Namun, sambil tertawa, ia mengungkapkan, saat itu hanya ada Liga dan penyidik. “Nah itu pertanyaannya, makanya saya bilang ke media juga karena di ruangan itu cuma ada Liga dan penyidik, disimpulkan aja,” jawabnya.
Yudia juga mengungkapkan alasannya mengapa kini Liga berani membongkar rahasia yang sudah dipendamnya delapan tahun terakhir.
Ia mengaku merasa tertekan seiring masifnya pemberitaan dan pengusutan kasus Vina.
Liga sendiri merupakan sahabat karib almarhum Eky dan almarhumah Vina.
“Karena semakin ramainya masalah Vina, semakin tertekan, karena ngerasa batinnya bertentangan,” kata Yudia.
Yudia pun mengatakan, dengan berkata jujurnya sang klien, Liga, ia menarget Pegi Setiawan yang saat ini ditahan dan berstatus tersangka bisa bebas.
“Makanya kita coba tarik ulur lagi kronologis, upaya-upaya muncul ini, kita target awalnya itu Pegi Setiawan harus dilepas,” kata Yudia.
Selain Pegi, para terpidana yang telah divonis sebagai pembunuh Vina juga bisa mendapat bukti baru untuk menguatkan alibinya. “Yang kedua, target kedua itu, dengan Pegi Setiawan bisa diselesaikan, bisa dilepas, ini akan membuat efek juga ke yang sudah tervonis,” ujarnya.

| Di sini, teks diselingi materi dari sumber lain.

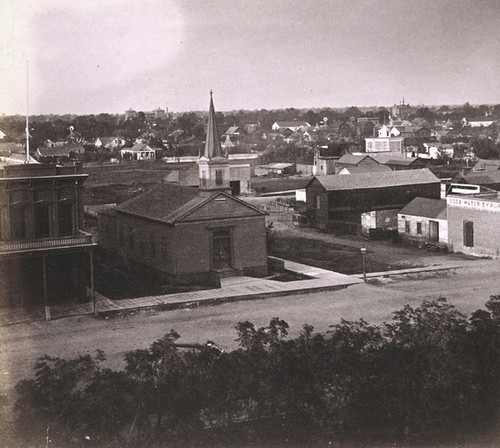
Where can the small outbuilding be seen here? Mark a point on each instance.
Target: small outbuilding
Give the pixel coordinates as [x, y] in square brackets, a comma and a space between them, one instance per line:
[424, 221]
[474, 224]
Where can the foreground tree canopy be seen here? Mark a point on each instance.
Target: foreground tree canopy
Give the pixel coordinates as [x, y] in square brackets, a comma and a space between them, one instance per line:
[428, 374]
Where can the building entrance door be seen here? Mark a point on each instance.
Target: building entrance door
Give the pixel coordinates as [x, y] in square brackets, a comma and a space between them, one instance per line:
[221, 244]
[434, 231]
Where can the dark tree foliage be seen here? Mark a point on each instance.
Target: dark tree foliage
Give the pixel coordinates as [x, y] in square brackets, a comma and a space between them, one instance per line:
[429, 374]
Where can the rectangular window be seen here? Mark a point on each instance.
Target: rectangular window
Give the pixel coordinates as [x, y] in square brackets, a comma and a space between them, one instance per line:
[131, 237]
[218, 177]
[18, 223]
[65, 219]
[468, 234]
[152, 246]
[42, 227]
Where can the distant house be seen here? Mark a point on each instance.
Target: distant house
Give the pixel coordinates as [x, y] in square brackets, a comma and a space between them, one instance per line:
[250, 128]
[488, 179]
[234, 131]
[423, 133]
[481, 123]
[367, 128]
[384, 142]
[140, 151]
[486, 165]
[190, 234]
[281, 168]
[351, 160]
[8, 148]
[294, 126]
[424, 220]
[337, 202]
[228, 144]
[109, 142]
[323, 162]
[345, 130]
[58, 154]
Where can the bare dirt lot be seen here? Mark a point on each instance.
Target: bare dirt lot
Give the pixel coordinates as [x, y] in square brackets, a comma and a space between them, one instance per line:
[341, 253]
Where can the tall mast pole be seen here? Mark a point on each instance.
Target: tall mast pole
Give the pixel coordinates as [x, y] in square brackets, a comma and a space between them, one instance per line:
[27, 113]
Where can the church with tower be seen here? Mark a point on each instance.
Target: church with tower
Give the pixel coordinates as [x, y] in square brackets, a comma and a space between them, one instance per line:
[190, 234]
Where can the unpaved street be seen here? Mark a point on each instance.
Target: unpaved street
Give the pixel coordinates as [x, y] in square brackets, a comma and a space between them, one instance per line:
[20, 345]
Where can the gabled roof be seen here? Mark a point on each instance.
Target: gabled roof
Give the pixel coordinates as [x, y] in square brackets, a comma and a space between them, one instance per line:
[366, 169]
[171, 203]
[387, 179]
[138, 147]
[59, 151]
[482, 177]
[404, 162]
[427, 208]
[350, 159]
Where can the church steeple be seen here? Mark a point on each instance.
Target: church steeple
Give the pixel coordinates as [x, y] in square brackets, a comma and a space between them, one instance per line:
[213, 166]
[212, 142]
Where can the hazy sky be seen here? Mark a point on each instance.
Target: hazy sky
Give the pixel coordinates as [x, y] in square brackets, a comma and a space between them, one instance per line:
[92, 56]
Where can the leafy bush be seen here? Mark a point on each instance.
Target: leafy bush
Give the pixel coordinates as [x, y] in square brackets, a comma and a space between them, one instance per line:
[427, 375]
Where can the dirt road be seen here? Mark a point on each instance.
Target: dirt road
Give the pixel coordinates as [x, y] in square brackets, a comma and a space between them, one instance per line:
[20, 345]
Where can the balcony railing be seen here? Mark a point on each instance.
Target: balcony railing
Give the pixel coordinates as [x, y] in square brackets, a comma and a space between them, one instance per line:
[46, 243]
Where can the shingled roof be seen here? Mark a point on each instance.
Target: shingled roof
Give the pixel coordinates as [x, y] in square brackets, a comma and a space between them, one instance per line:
[376, 180]
[171, 203]
[166, 202]
[352, 159]
[427, 208]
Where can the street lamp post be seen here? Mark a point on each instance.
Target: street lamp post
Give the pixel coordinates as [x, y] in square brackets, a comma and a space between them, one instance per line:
[363, 256]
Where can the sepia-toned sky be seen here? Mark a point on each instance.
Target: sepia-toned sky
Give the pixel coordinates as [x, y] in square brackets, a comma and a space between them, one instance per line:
[92, 56]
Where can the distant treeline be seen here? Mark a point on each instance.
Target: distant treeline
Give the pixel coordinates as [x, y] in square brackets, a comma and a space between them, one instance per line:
[428, 375]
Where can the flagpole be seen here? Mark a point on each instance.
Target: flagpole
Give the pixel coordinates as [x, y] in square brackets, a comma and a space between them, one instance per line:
[27, 114]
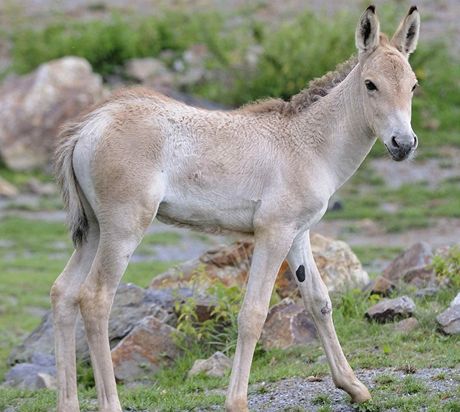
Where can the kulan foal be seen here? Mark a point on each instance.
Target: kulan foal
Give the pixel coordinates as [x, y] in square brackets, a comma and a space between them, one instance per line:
[267, 169]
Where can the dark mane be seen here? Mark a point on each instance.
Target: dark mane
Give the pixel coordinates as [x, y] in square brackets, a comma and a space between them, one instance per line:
[316, 89]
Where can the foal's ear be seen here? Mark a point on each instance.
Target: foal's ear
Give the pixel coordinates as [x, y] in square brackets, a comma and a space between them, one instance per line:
[406, 36]
[368, 31]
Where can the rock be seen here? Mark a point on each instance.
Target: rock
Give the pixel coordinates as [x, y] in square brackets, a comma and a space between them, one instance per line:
[7, 189]
[131, 304]
[406, 325]
[287, 325]
[412, 266]
[148, 347]
[227, 264]
[42, 189]
[391, 309]
[38, 374]
[382, 286]
[150, 71]
[449, 320]
[216, 366]
[338, 265]
[34, 106]
[425, 292]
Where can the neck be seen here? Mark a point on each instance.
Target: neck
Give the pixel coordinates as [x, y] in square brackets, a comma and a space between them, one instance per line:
[337, 128]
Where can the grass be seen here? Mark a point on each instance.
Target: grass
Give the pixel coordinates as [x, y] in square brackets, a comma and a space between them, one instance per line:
[34, 254]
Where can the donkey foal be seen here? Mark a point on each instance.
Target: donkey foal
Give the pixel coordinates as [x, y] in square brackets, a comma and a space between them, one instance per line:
[141, 155]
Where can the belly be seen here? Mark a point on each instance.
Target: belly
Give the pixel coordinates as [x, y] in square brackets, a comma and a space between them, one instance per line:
[209, 215]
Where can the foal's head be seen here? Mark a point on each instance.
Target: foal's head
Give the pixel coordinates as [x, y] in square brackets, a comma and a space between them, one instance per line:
[387, 80]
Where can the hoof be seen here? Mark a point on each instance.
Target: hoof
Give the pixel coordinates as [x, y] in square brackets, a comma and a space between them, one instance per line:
[360, 393]
[237, 406]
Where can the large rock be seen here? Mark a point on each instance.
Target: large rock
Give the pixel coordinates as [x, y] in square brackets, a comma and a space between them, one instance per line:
[338, 265]
[38, 374]
[216, 366]
[449, 320]
[412, 266]
[287, 325]
[131, 304]
[148, 347]
[7, 189]
[34, 106]
[391, 309]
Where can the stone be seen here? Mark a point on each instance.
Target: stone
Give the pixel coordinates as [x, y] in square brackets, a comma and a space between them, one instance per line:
[131, 305]
[391, 309]
[338, 265]
[35, 105]
[36, 187]
[412, 266]
[227, 264]
[216, 366]
[406, 325]
[150, 71]
[38, 374]
[449, 320]
[287, 325]
[7, 189]
[382, 286]
[148, 347]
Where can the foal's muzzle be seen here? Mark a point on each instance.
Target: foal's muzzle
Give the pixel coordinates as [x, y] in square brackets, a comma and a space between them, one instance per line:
[401, 147]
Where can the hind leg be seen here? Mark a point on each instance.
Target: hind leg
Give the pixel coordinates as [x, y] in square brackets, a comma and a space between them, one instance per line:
[122, 228]
[317, 302]
[64, 299]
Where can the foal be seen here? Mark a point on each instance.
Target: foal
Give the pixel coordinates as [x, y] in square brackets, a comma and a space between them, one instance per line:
[267, 169]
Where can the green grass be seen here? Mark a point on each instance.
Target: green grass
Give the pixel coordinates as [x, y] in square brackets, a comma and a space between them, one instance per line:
[34, 254]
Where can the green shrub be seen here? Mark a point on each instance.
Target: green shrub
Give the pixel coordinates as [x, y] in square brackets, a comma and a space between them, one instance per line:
[220, 331]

Yudia pun menyampaikan, Liga sudah mengungkapkan nama penyidik yang mengarahkannya membuat kesaksian palsu ke pihak Polda Jabar saat diperiksa beberapa waktu lalu.
“Sudah masuk, di-BAP kemarin sudah masuk. Sudah dtunjukkan, namanya tertera,” kata Yudia.